By Rowan Walrath, Managing Editor
On Monday, the University of Missouri System President Tim Wolfe made national headlines when he resigned amid student protests against his handling of racial incidents on campus.
However, many argue even though Wolfe’s resignation is a victory, it is a small part of greater racial injustice on campuses across the US. On Wednesday, the #BlackOnCampus hashtag surfaced on Twitter, allowing people to vent their frustrations.
One Twitter user said, “Getting paid zero dollars and zero cents to teach African American studies to the student body.” Another: “Looking for Black Professors so I can see some Black Excellence in the faculty, only to be continually disappointed.” One person tweeted, “Being told talking about race and racism is being ‘oversensitive.’”
At Northeastern University, only 3 percent of full-time undergraduate students are black or African-American, according to the Boston Globe. Nationwide, 15 percent of college students are black.
The John D. O’Bryant African-American Institute at Northeastern provides a safe space for black people on campus, but when you look around and see mostly white faces (at Northeastern, 49 percent of full-time undergraduates), it’s not hard to feel like an outsider.
I am not black. My Puerto Rican girlfriend, a third-year computer science major, Jacqueline Ali Cordoba, is basically my only black friend. I cannot pretend I have any personal experience, but I know – because she has told me – that she, like so many others, has felt othered because of her race.
“It definitely makes me feel separated from my racial and ethnic background, because everyone I interact with is white or Asian,” she told me. “That’s the part of my identity that I feel the least connection to and the most uncomfortable about.”
Since Ali Cordoba is a budding software engineer, the diversity statistics are even worse. According to USA Today, on average, just 2 percent of technology workers at seven Silicon Valley companies are black; 3 percent are Hispanic.
“Especially when I think about my major, too, not only did the diversity drop at the university as a whole [from my experience before college] but as a computer scientist, looking at the racial diversity statistics, I could count on one hand everyone at Northeastern I’ve ever met in computer science who is Hispanic or black, including myself,” Ali Cordoba said.
Ali Cordoba uses a number of other identifiers, including queer, atheist and woman in technology. It was easy to find and incorporate people from those communities into her day-to-day life, but she has to go out of her way if she wants to participate in black or Latino communities on campus.

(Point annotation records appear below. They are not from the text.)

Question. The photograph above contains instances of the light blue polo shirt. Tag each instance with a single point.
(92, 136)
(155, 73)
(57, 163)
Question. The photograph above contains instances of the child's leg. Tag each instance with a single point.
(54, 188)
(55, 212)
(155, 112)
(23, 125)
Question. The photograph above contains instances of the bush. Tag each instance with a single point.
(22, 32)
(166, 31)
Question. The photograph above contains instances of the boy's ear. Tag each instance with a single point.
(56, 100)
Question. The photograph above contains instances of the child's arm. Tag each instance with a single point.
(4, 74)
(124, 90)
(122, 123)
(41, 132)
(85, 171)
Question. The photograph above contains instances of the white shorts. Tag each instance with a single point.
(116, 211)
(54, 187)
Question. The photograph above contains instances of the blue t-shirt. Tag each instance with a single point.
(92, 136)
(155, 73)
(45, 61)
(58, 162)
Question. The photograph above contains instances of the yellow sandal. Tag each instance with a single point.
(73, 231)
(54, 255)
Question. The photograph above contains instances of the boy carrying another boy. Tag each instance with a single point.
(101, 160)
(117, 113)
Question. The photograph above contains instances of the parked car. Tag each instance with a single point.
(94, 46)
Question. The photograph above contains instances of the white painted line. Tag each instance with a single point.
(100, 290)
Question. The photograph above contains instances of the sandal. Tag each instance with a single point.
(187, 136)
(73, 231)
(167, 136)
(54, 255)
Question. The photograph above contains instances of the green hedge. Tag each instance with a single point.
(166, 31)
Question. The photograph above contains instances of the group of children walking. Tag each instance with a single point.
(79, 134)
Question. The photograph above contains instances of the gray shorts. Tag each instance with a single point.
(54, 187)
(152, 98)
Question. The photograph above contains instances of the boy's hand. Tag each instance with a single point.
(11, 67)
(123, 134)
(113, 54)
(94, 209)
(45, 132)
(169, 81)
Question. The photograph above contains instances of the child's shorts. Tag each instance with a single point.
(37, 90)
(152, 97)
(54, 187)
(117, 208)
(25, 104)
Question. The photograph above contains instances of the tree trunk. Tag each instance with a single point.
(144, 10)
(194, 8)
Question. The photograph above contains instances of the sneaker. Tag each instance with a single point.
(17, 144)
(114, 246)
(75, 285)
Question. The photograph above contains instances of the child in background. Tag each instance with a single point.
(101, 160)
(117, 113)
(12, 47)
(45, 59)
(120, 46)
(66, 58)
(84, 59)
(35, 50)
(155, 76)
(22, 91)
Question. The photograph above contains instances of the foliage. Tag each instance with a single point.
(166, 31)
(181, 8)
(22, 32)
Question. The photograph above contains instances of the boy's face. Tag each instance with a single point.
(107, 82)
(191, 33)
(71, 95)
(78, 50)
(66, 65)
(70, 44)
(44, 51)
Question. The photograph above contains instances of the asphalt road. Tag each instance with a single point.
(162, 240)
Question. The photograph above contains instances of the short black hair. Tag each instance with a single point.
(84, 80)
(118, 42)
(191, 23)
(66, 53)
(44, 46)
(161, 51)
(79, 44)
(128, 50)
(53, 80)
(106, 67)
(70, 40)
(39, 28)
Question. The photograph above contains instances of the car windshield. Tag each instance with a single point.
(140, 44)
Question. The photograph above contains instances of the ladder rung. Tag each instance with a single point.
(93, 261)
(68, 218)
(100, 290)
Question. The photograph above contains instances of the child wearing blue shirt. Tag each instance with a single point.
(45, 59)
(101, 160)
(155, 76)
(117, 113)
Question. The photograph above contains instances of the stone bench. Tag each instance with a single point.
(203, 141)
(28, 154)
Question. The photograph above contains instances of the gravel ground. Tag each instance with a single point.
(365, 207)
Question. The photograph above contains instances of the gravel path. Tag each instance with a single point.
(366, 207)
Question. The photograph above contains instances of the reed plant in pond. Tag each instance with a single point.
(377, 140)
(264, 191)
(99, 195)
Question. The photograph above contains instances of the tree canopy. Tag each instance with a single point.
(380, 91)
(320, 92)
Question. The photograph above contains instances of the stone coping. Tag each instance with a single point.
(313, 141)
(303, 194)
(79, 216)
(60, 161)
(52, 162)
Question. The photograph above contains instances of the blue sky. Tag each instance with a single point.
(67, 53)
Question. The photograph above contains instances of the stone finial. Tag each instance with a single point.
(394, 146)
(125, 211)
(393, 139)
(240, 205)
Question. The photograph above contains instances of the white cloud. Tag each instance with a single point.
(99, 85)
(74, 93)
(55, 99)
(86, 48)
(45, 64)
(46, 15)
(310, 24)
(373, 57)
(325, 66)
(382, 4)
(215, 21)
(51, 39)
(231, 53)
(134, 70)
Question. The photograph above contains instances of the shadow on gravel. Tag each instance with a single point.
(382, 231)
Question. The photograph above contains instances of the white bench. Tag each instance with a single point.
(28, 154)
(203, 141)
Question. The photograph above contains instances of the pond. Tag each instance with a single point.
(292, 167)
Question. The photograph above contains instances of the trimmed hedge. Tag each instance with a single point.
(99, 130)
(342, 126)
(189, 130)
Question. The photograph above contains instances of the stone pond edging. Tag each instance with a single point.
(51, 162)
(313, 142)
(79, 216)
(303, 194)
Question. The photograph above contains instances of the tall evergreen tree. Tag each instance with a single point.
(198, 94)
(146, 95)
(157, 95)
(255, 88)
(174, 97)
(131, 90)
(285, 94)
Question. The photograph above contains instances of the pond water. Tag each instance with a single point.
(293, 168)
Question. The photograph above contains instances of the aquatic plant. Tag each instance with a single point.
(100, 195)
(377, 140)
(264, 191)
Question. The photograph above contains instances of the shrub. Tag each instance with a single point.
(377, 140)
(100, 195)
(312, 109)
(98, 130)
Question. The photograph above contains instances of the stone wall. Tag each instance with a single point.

“When I got to college, I found a lot more atheists, I found a lot more queer people, I found a lot more women in tech, but that’s still empty, that last category,” Ali Cordoba said. “It’s not like everything [racial] got worse, it’s just that everything else got better, which made it relatively worse.”
So how can we foster diversity and safety on college campuses? First of all, there is something wrong with Northeastern’s admissions policy if our number of black undergraduates is 12 percent below the national average (which is already low). Additionally, as the first tweet I mentioned pointed out, there need to be more black professors as part of our faculty. The responsibility lies not only with us but with the administration. It lies with a reform of the system.